Traceback (most recent call last):
File "<frozen runpy>", line 198, in _run_module_as_main
File "<frozen runpy>", line 88, in _run_code
File "D:\envs\lmdeploy\Scripts\lmdeploy.exe\__main__.py", line 7, in <module>
File "D:\envs\lmdeploy\Lib\site-packages\lmdeploy\cli\entrypoint.py", line 39, in run
args.run(args)
File "D:\envs\lmdeploy\Lib\site-packages\lmdeploy\cli\serve.py", line 283, in api_server
else get_max_batch_size(args.device)
^^^^^^^^^^^^^^^^^^^^^^^^^^^^^^^
File "D:\envs\lmdeploy\Lib\site-packages\lmdeploy\utils.py", line 338, in get_max_batch_size
device_name = torch.cuda.get_device_name(0).lower()
^^^^^^^^^^^^^^^^^^^^^^^^^^^^^
File "D:\envs\lmdeploy\Lib\site-packages\torch\cuda\__init__.py", line 493, in get_device_name
return get_device_properties(device).name
^^^^^^^^^^^^^^^^^^^^^^^^^^^^^
File "D:\envs\lmdeploy\Lib\site-packages\torch\cuda\__init__.py", line 523, in get_device_properties
_lazy_init() # will define _get_device_properties
^^^^^^^^^^^^
File "D:\envs\lmdeploy\Lib\site-packages\torch\cuda\__init__.py", line 310, in _lazy_init
raise AssertionError("Torch not compiled with CUDA enabled")

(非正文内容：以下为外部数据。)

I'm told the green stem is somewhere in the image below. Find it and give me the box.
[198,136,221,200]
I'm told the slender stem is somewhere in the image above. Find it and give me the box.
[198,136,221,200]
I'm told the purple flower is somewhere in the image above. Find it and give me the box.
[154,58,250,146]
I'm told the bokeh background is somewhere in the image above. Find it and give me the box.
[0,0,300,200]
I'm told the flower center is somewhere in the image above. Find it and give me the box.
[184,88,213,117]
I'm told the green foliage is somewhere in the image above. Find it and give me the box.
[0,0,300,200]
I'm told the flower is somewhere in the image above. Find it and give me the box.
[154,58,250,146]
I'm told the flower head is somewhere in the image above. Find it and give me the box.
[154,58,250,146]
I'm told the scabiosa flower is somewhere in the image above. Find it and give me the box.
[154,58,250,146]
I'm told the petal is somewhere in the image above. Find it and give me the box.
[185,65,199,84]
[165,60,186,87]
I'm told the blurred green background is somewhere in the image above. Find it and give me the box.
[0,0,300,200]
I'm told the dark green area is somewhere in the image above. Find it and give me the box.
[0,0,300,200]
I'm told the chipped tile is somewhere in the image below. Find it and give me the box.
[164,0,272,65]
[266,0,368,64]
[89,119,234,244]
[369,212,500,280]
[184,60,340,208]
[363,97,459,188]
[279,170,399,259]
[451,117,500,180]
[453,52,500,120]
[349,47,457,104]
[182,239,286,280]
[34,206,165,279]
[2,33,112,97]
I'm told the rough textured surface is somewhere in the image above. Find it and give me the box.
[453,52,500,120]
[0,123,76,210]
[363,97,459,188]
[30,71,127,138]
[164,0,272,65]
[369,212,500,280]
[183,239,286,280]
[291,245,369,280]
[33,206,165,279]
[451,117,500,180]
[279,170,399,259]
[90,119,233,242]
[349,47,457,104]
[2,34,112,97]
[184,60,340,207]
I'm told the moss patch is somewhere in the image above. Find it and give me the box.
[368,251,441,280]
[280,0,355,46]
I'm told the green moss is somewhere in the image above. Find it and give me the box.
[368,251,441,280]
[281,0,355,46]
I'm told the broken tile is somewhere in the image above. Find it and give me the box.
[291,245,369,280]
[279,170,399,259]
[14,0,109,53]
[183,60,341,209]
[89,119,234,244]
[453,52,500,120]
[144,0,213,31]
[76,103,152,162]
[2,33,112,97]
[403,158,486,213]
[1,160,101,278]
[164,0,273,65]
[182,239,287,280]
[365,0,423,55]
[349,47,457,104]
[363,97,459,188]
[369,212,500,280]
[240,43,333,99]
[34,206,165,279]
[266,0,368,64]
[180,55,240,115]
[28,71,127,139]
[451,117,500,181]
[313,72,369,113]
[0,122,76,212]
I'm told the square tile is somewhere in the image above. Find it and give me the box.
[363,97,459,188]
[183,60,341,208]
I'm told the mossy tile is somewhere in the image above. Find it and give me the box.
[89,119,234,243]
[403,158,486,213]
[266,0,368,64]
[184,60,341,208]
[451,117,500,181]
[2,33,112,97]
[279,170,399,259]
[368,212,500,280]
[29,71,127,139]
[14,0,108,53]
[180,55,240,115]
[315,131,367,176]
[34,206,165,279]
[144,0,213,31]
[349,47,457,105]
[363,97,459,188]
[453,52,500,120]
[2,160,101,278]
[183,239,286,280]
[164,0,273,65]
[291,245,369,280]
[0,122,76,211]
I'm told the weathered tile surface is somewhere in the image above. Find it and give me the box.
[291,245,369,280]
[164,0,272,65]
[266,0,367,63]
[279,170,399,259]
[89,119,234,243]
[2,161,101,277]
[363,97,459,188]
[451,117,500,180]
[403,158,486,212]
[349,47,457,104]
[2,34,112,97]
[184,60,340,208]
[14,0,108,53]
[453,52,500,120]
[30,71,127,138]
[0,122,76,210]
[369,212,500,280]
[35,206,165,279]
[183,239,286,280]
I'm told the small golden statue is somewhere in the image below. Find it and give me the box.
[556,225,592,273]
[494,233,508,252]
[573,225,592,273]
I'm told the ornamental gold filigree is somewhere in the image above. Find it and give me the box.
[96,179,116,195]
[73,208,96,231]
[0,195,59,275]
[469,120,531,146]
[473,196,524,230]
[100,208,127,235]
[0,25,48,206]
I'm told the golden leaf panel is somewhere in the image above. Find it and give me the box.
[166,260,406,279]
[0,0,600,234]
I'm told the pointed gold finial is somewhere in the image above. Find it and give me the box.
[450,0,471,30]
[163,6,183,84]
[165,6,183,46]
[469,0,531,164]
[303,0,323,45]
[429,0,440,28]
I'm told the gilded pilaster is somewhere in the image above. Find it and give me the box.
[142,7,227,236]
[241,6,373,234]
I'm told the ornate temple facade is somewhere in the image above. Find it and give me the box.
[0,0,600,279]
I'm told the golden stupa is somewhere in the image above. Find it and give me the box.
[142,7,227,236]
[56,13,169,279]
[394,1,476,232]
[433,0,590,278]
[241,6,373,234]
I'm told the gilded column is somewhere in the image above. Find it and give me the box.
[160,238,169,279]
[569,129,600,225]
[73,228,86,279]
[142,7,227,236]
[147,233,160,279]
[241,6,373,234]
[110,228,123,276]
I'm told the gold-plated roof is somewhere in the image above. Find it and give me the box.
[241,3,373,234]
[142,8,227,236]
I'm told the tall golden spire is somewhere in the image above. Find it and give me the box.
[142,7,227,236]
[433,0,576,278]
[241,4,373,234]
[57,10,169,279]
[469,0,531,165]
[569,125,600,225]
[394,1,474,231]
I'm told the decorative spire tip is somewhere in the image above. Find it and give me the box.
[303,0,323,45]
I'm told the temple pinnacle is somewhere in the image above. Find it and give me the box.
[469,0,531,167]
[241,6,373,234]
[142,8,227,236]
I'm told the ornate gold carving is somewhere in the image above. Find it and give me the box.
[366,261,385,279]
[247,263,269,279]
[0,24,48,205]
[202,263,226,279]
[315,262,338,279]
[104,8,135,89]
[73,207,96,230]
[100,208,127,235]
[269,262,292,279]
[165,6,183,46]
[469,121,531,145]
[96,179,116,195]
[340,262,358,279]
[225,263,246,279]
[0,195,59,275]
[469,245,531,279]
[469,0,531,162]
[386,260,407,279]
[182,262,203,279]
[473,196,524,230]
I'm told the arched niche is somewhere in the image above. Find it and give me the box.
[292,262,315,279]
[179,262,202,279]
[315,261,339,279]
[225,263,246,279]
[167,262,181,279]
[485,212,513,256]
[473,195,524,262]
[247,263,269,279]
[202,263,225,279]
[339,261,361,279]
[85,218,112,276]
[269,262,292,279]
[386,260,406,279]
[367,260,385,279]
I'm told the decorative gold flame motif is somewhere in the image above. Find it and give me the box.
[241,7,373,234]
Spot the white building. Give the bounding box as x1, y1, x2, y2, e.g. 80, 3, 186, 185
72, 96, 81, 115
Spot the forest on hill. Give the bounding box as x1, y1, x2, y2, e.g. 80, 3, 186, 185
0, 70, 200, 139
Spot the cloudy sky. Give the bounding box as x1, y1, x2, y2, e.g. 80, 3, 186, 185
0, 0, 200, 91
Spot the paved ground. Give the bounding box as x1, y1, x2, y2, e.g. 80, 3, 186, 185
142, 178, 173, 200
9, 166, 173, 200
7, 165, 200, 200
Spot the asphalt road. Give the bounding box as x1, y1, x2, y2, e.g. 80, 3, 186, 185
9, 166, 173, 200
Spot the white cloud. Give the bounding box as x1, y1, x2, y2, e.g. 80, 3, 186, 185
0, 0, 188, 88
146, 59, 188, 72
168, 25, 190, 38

AssertionError: Torch not compiled with CUDA enabled
conda list 查出来也表明 没有cuda
遇到的错误表明PyTorch未正确启用CUDA支持。
因此我们需要安装cuda,版本至少11.8
# 以下二选一
pip3 install torch torchvision torchaudio --index-url https://download.pytorch.org/whl/cu118
pip3 install torch torchvision torchaudio --index-url https://download.pytorch.org/whl/cu121
安装好以后,再次启动,没有报错
lmdeploy serve api_server "D:\Program Files\python\PycharmProjects\AiStudyProject\demo06\models\Qwen\Qwen2___5-0___5B-Instruct"
如此就可以通过代码连接,跑起来了。